Many will agree that during this point the illness affects almost every aspect of an individual.

From the way one moves, talks, thinks, and their mood amongst many others.

Some people may complain of extreme sensitivity to touch, as well as muscle rigidity. The speech also becomes difficult with some people whispering while others may not talk at all.

Proper diagnosis at this point is more likely. Other symptoms that a person will possibly showcase are:

  • Higher risk of falls
  • Problems with transfers and ambulation to an extent that one may need a Hoyer Lift, hospital bed, suction machine, or other aids.
  • Stronger autonomic dysfunctions
  • More frequent incontinence episodes of bowel and bladder
  • Impaired speech where volume/projection may significantly decrease
  • Inability to drive
  • Unable to take medications without help
  • Unable to take part in hobbies and other leisure activities a person may have enjoyed before
  • Higher confusion levels
  • Inability to comprehend the passing of time
  • Higher risk of skin breakouts
  • More muscle contractions especially in the arms, and legs
  • Difficulties eating and drinking (a few persons may require feeding tubes
  • Excessive drooling, chocking, and aspiration
  • Sleeping more hours during the daytime and having problems sleeping at night
  • Hallucinations are prevalent but they tend to be less troublesome
  • Mood fluctuations where a person may experience a mixture of anger, anxiety, paranoia, and depression. In such cases, medical monitoring becomes a priority.

It’s also important to note that symptoms from the earlier stages can also show up during this phase.
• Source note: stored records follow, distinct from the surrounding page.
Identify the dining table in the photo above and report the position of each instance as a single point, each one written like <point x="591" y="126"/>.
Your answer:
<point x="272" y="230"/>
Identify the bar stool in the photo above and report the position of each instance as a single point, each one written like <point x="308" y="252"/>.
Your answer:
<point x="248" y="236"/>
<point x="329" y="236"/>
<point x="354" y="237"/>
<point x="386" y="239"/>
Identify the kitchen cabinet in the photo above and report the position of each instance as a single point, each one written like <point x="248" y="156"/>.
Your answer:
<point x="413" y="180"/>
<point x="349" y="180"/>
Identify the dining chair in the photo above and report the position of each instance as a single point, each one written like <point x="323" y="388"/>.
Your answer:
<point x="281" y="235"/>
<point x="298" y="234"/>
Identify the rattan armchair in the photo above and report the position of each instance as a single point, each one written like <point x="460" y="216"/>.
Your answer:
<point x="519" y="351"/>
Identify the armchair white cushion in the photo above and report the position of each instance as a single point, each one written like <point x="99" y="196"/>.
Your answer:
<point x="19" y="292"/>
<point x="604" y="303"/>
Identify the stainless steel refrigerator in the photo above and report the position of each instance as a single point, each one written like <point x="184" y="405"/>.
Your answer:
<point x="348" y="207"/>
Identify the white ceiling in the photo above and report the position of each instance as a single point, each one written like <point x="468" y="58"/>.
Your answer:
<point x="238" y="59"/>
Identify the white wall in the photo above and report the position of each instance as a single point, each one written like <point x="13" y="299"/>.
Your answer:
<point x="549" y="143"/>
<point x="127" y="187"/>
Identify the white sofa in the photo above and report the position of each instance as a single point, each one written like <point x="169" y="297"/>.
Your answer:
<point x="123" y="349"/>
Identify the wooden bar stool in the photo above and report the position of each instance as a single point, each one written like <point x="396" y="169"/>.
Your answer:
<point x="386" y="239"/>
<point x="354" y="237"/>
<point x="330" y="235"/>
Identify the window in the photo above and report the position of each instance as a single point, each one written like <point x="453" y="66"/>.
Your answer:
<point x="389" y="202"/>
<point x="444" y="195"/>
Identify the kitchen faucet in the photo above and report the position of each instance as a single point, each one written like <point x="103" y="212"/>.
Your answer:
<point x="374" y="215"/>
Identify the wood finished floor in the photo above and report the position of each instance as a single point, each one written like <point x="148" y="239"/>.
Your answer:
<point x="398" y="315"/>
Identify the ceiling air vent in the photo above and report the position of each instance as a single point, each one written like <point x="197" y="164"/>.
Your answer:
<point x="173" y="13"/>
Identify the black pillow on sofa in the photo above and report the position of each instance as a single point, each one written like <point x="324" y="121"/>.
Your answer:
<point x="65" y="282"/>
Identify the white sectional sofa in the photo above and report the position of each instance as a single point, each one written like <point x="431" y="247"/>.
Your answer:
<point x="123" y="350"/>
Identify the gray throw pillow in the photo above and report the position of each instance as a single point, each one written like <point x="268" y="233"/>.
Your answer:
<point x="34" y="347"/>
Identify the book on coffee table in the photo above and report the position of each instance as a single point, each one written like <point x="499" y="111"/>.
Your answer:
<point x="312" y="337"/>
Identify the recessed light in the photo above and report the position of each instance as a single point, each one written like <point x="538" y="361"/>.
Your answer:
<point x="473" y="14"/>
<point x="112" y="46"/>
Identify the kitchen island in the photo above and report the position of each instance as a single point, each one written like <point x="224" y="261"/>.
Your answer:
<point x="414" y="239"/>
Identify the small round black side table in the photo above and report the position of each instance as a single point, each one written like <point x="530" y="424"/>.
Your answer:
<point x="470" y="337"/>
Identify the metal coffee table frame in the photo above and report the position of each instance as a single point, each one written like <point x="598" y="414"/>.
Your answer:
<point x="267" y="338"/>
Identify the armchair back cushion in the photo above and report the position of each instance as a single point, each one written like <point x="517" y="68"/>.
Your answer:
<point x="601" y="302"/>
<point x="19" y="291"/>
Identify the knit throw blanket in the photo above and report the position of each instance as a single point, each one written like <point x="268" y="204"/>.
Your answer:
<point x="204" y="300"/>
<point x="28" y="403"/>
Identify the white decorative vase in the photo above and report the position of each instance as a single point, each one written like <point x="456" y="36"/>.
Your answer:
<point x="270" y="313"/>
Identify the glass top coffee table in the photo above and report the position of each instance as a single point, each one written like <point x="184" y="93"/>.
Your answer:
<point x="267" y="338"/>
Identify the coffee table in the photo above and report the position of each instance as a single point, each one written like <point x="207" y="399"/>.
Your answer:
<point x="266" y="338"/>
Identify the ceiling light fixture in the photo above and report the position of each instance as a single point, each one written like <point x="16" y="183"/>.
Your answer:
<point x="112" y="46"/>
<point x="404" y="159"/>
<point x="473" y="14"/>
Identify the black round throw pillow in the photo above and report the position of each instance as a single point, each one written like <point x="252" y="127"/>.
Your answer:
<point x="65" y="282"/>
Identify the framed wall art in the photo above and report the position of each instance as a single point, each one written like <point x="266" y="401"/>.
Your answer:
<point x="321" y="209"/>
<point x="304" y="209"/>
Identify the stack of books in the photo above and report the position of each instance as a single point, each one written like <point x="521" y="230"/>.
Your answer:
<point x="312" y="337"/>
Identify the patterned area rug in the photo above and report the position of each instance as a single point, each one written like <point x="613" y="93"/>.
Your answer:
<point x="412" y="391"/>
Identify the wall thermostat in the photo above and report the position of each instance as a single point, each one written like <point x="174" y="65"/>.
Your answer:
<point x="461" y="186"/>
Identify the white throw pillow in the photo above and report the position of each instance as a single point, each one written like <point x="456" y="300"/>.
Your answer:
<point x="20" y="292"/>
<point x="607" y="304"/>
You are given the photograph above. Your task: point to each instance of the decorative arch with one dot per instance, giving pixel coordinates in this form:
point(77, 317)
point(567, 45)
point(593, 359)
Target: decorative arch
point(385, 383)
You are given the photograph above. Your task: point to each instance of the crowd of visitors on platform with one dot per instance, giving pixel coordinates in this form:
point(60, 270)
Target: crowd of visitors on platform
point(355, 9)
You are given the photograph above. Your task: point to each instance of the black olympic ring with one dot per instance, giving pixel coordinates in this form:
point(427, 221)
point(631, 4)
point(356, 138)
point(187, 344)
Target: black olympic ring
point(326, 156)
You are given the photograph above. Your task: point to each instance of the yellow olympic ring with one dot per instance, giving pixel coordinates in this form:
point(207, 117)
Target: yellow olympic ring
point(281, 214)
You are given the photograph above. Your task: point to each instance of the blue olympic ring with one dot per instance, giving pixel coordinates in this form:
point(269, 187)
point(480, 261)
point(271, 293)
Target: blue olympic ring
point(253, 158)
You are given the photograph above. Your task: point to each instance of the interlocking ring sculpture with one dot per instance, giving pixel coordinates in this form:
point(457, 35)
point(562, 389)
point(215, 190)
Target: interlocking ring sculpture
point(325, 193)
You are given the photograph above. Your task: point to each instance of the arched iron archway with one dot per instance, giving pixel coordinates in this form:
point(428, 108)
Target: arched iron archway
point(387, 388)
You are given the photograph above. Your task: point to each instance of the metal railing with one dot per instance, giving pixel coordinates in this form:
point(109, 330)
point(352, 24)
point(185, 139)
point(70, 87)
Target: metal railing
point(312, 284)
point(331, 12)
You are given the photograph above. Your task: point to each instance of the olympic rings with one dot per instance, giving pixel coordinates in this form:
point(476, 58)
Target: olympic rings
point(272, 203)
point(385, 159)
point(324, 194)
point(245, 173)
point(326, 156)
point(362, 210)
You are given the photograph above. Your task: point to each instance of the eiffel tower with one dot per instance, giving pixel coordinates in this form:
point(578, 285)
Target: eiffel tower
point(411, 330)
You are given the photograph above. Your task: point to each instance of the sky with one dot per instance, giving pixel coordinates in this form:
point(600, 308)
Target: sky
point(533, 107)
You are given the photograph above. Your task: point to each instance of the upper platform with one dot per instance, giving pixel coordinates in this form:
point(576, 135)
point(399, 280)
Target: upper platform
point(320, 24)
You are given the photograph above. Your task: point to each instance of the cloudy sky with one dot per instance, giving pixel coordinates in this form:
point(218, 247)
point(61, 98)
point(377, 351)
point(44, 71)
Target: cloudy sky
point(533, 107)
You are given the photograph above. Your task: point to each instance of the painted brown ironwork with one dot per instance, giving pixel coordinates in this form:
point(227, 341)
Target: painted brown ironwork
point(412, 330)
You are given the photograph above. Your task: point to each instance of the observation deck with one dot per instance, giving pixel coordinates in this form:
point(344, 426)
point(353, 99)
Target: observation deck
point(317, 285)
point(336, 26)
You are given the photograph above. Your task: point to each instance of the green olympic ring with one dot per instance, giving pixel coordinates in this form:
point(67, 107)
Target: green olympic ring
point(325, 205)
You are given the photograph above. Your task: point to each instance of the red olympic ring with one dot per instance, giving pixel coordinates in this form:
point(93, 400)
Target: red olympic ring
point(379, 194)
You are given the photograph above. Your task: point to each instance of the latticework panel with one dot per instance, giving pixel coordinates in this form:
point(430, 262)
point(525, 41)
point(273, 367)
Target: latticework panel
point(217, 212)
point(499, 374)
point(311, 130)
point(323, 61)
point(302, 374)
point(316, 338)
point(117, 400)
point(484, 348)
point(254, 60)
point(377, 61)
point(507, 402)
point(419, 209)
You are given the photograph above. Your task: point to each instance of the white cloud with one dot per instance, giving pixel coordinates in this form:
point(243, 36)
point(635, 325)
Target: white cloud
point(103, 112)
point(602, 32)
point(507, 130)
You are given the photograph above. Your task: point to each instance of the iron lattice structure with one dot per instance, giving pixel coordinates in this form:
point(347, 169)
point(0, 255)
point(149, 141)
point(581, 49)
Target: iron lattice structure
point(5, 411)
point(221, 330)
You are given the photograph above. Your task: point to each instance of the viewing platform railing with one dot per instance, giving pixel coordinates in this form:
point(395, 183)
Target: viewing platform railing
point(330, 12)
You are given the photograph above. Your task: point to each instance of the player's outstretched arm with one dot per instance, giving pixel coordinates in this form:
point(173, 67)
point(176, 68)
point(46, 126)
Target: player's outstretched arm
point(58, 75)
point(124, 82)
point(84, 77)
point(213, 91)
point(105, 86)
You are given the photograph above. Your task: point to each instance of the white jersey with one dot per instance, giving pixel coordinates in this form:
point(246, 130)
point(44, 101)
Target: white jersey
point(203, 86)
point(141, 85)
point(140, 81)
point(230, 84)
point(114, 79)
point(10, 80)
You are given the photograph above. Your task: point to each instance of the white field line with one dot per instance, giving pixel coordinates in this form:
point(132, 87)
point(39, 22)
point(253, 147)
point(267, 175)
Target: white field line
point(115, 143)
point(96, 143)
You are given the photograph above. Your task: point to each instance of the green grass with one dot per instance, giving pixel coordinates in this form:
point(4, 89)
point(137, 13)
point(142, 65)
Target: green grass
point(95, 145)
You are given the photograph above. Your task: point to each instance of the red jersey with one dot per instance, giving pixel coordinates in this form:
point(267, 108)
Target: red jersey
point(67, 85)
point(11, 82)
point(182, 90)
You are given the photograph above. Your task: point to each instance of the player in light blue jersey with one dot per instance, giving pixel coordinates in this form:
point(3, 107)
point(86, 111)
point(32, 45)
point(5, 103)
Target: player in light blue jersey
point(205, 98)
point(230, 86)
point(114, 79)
Many people at this stage cannot function on their own; thus, care becomes a necessity in almost all aspects of their lives.

It may mean that a person may have to resign if they were still working or running their businesses.

Some individuals may respond to simple commands or follow brief conversations without any difficulty.

It’s also worth mentioning that fluctuations may decrease or increase during these final Lewy body dementia stages.

Extra care is essential

Persons may require long-term care to avoid problems that come with a personal safety risk, psychological symptoms, health, and caregiver risk.

This implies that a person may need a professional caregiver who goes to their house regularly.

Alternatively, an individual may move into a senior care facility that offers care services to golden agers who have Lewy body dementia.

This heavily affects the finances of the person with LBD. The illness also causes people to become susceptible to other infections and diseases like pneumonia because the immune system becomes weaker over time.

The introduction of new medical conditions may hit someone hard because some cases end up being fatal.

Closing Remarks

Lewy body dementia is not a rare disease as it affects millions of individuals and their families all over the globe.

Each person, nonetheless, experiences LBD differently. After reading through Lewy body dementia stages, it is worth noting that a majority of the symptoms of the illness are treatable.

Your doctor can prescribe medication that will treat symptoms related to other illnesses like Parkinson’s and Alzheimer’s disease.

These usually offer symptomatic benefits for movement, cognitive, and behavioral problems.

Accurate and early diagnosis of LBD is also essential. This is because the affected person can jump on a comprehensive treatment plan as soon as possible to enhance the quality of life.

People who have Lewy body dementia should not be left to face this disease on their own.

They need all the support they can get from loved ones and professional doctors as well.

Further research on LBD is also required because currently, there is no sure way of preventing or curing Lewy body dementia.

More physician education about the disease is also vital as this will help to reduce the cases of misdiagnosis.

This way, the experts will be able to differentiate the symptoms of Lewy body dementia and other memory-related illnesses.